So instead I’ve worked on other aspects. I finally got around to practicing pixel art, and it went better than I expected.

It was also more difficult endeavor than I sort of anticipated. I started out by attempting to tackle an entire background scene — an office for the protagonist — and failed dismally.


Because I took on way more than I was able to handle and ended up overwhelmed.

So I took a deep breath. And I took a step back. I did some reading. And I came back and worked on something smaller.

I texted a friend asking for a random object, and she texted back with “chair.” Okay, I thought. I’ve seen a chair before. I know its basic shapes. I know how to draw a chair.

And so I drew a chair.

I got frustrated when it didn’t immediately turn out like I wanted. Art is, like all creative endeavors, a process, and like all processes there are parts that are messy, that don’t look quite right, especially when you’re drawing something for the first time. It’s that space between the first lines on paper and the moment when you sit up and say, “Got it!” And that middle place is the worst, because that “Got it!” moment isn’t a guarantee. Sometimes you have to settle for an “Okay, good enough.” And then you have to try again. And again.

Most importantly you have to stick through the middle to reach something of an end, which is easier said than done. I don’t always do that, whether that’s because of time, energy, whatever. But this time I stuck with it.

And, through persistence and time, I somewhat figured it out (the key is to break up blocks of colors), and ended up with this, which looks somewhat like the style it’s supposed to:

The green chair.
The same green chair, which I scaled up to a more useful size.


I don’t know if this means I’m going to have to build the background piece-by-piece, but hey, I accomplished something that I’m satisfied with, and for right now that’s all that matters.

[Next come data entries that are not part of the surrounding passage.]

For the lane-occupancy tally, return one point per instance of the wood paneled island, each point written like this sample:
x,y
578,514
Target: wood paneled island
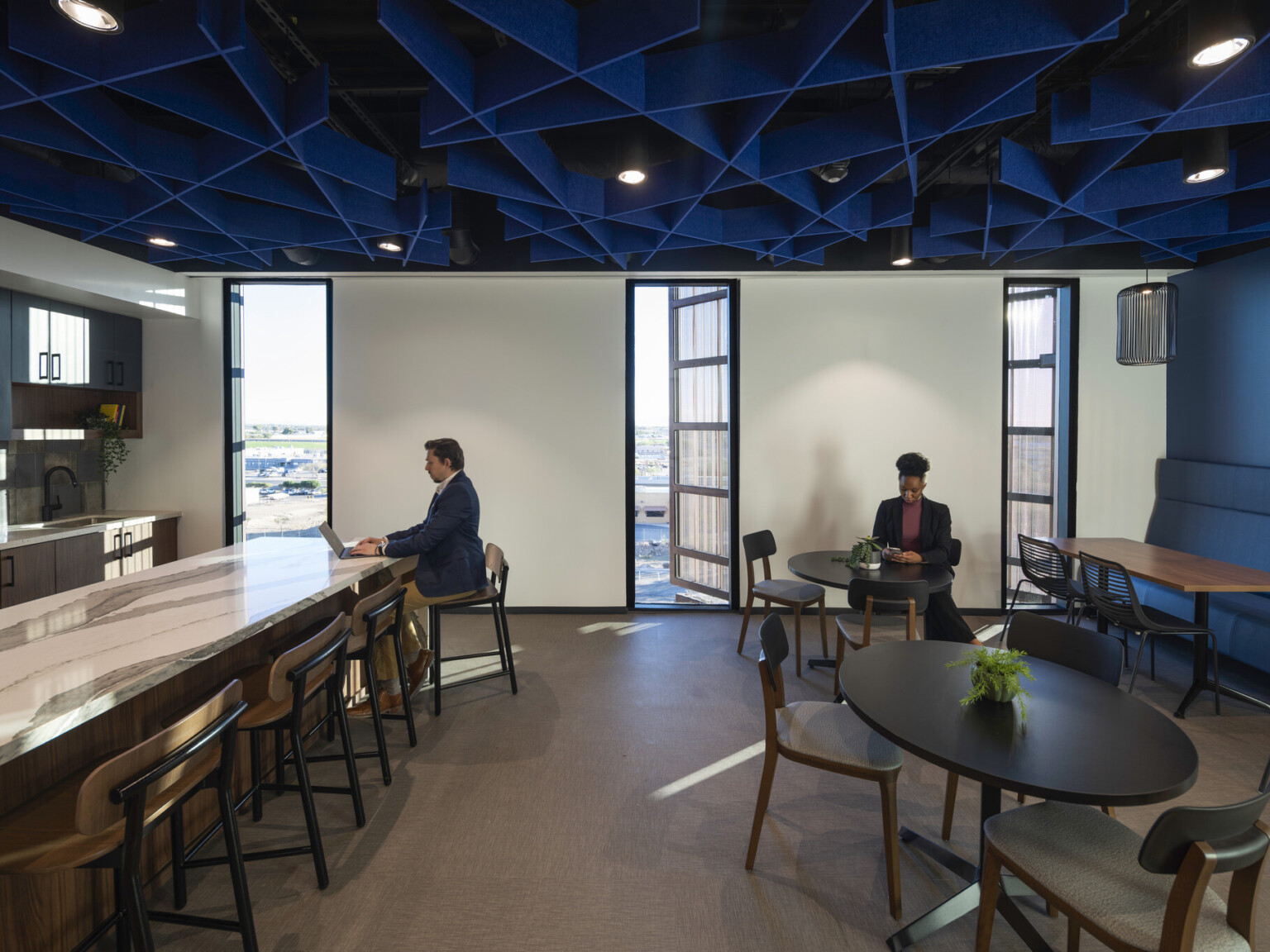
x,y
99,668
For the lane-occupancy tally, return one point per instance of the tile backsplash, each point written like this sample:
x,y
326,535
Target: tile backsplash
x,y
23,464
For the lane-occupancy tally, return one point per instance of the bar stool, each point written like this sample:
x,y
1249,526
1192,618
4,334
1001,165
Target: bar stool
x,y
493,596
98,817
277,694
379,616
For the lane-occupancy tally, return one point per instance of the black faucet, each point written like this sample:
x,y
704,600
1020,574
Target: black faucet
x,y
47,509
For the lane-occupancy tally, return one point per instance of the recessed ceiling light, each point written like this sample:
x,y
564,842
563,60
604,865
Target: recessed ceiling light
x,y
1220,52
89,16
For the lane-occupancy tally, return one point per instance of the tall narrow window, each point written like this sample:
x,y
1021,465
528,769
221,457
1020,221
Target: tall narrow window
x,y
681,438
1039,437
277,414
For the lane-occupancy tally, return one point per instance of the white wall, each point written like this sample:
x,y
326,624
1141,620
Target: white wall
x,y
840,374
528,376
1120,433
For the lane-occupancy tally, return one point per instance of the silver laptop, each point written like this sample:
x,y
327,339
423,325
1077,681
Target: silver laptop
x,y
337,546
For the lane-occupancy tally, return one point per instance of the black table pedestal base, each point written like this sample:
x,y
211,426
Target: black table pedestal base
x,y
967,902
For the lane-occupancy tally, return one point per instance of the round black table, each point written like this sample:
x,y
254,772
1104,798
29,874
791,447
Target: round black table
x,y
1082,741
821,569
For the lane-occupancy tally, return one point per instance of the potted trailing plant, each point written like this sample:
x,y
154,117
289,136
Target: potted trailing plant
x,y
113,451
867,554
995,675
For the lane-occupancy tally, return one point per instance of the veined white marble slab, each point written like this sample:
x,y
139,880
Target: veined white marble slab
x,y
13,537
68,658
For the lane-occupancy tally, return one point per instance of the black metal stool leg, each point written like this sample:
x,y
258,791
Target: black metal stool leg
x,y
404,682
306,798
178,854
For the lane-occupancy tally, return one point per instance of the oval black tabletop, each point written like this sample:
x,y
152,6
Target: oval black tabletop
x,y
821,568
1083,741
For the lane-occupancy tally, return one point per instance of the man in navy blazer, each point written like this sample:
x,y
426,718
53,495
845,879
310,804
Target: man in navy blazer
x,y
451,564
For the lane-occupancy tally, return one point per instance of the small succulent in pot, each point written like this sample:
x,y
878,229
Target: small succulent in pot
x,y
995,675
865,554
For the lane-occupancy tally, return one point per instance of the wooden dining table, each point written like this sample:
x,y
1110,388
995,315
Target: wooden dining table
x,y
1184,573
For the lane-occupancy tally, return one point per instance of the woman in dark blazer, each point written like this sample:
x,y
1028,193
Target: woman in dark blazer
x,y
922,530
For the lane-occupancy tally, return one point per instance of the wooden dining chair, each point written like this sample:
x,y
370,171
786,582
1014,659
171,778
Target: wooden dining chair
x,y
782,592
828,736
1133,892
1051,640
98,819
881,597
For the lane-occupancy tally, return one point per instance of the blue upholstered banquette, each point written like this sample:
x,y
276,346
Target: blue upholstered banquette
x,y
1218,512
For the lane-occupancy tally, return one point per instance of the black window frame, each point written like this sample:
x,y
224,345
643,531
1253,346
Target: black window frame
x,y
733,286
234,521
1073,343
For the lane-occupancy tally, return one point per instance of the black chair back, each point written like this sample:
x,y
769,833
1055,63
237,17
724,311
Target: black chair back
x,y
758,545
889,597
1110,589
1080,649
1044,566
776,645
1229,831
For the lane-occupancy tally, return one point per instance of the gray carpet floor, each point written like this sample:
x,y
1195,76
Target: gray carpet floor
x,y
591,812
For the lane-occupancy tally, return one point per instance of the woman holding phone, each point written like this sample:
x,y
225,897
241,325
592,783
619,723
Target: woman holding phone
x,y
919,530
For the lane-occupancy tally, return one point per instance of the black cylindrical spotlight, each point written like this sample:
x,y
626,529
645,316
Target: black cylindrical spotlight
x,y
1206,154
94,17
902,245
1217,31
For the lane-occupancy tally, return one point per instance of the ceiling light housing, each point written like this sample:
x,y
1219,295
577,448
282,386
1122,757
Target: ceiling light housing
x,y
1206,155
1217,31
89,16
902,245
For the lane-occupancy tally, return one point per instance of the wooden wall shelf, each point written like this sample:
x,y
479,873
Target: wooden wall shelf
x,y
43,407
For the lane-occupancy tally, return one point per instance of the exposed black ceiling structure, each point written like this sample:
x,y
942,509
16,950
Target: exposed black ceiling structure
x,y
488,135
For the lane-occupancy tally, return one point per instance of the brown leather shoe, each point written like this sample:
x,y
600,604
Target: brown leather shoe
x,y
388,702
418,668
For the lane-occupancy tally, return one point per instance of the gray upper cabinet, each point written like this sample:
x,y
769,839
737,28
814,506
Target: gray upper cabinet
x,y
115,350
50,341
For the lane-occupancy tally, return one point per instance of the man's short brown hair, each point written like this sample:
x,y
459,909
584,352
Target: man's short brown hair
x,y
448,450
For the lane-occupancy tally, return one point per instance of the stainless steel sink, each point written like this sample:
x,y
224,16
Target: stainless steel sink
x,y
71,523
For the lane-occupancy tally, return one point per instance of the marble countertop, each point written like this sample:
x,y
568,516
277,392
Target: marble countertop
x,y
14,536
68,658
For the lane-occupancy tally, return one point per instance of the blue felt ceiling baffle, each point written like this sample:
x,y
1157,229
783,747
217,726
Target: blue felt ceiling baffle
x,y
1146,329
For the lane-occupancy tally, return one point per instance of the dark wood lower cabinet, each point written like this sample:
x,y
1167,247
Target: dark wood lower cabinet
x,y
27,573
65,564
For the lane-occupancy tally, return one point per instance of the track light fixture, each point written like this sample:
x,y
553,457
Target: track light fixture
x,y
89,16
1206,154
1217,31
902,245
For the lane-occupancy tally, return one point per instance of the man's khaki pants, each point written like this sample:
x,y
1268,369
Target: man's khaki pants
x,y
412,627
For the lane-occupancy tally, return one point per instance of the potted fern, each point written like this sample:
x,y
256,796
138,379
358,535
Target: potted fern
x,y
995,675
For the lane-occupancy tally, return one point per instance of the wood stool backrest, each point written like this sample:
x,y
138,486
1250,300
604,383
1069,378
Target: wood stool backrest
x,y
94,812
279,687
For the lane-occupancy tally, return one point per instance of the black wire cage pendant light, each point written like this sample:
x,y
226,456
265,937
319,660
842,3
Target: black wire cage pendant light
x,y
1146,324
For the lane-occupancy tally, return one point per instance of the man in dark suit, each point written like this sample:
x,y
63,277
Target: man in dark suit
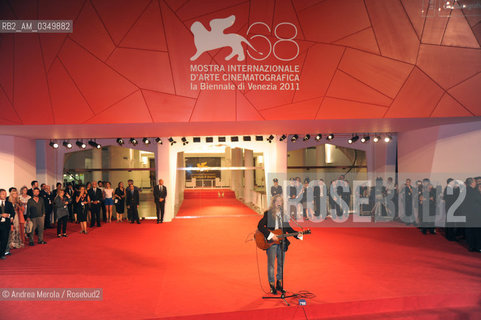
x,y
276,189
34,185
133,201
7,213
471,208
96,196
160,193
47,197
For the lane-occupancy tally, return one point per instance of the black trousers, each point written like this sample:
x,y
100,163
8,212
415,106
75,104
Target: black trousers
x,y
62,225
160,206
104,212
133,214
95,210
4,233
48,213
473,238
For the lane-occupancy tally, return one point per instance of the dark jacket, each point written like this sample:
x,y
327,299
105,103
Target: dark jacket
x,y
96,195
471,207
35,209
8,208
132,199
159,194
61,209
267,224
48,200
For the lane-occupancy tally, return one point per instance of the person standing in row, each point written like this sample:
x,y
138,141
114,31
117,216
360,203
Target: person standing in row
x,y
23,197
34,185
276,189
133,204
82,201
109,200
61,202
96,196
120,201
46,195
71,193
7,214
36,214
160,193
16,235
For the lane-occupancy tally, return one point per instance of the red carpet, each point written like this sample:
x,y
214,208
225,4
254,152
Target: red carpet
x,y
208,193
205,268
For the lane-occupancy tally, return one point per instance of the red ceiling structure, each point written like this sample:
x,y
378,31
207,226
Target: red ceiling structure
x,y
129,61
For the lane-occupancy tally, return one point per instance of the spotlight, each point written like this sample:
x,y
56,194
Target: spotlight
x,y
53,144
365,139
94,144
80,144
353,139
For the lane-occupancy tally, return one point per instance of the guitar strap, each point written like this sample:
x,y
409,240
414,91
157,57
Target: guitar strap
x,y
284,242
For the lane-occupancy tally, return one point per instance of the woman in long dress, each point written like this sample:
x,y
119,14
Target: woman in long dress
x,y
82,201
120,201
15,239
23,197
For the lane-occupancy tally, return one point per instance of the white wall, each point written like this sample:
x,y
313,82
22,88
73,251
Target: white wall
x,y
17,161
7,171
441,152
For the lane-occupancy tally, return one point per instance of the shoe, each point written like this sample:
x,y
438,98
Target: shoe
x,y
279,286
273,288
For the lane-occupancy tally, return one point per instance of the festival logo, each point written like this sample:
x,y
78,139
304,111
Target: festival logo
x,y
216,38
259,43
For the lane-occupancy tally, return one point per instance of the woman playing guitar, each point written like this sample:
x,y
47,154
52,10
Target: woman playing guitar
x,y
275,223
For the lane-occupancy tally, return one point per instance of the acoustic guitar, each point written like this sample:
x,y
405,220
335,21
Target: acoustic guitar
x,y
264,244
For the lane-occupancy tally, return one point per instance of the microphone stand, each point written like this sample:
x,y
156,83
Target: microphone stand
x,y
283,295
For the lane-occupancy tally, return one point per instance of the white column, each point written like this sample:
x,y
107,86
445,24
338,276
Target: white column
x,y
180,181
7,174
96,164
236,175
165,166
248,175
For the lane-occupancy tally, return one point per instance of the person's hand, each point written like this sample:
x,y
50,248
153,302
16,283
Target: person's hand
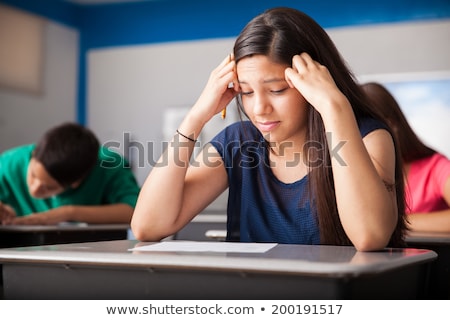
x,y
7,213
218,91
313,81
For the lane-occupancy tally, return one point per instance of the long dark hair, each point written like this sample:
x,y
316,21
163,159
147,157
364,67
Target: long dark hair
x,y
411,147
281,33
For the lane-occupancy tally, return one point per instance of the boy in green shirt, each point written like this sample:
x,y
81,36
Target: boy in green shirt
x,y
67,176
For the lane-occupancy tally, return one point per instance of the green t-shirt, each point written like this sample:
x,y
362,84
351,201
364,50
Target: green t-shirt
x,y
110,181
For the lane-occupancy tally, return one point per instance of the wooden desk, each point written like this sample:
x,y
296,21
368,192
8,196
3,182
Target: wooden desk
x,y
440,269
108,270
20,236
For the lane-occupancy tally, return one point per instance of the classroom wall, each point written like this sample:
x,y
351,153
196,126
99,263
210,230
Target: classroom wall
x,y
132,87
23,116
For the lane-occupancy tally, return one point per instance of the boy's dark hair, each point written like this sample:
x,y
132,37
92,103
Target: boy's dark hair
x,y
68,152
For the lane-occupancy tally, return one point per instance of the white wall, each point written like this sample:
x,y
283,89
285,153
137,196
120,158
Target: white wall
x,y
25,117
130,88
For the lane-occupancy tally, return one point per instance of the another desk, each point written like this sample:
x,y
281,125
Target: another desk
x,y
440,269
108,270
24,235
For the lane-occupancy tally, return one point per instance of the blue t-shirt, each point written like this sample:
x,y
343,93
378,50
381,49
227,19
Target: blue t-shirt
x,y
261,208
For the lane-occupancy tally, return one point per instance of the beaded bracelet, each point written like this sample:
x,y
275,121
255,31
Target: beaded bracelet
x,y
193,140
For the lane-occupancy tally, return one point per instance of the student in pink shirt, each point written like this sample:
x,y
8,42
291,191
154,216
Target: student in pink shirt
x,y
427,171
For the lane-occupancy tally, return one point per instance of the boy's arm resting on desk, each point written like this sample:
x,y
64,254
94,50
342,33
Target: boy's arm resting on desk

I learned something.

While writing this I realized that I haven’t discussed what software I’ve been using. Which is like, a massive oversight, because I’m using open source, free software and part of this class is based on sharing resources.


I’m using a program called GIMP 2 (Gnu Image Manipulation Program). It’s kinda like Photoshop for people who aren’t really all that excited about selling their organs on the black market.

I personally wouldn’t call it that intuitive for digital art as a whole, but that’s because in the past I haven’t really done as much of this type of work, and I’m therefore more comfortable with programs that replicate traditional media (pencils, paper, paints) better. However, GIMP 2 also isn’t over-complicated, and there are a lot of resources and tutorials for guidance. It is, however, the most best program I’ve come across as far as 2D animation (gif-making) software goes.

Maybe one of these days I’ll actually remember to take progress shots, and I can share a tutorial or something. After all, we often learn best when teaching others. Any thoughts on that?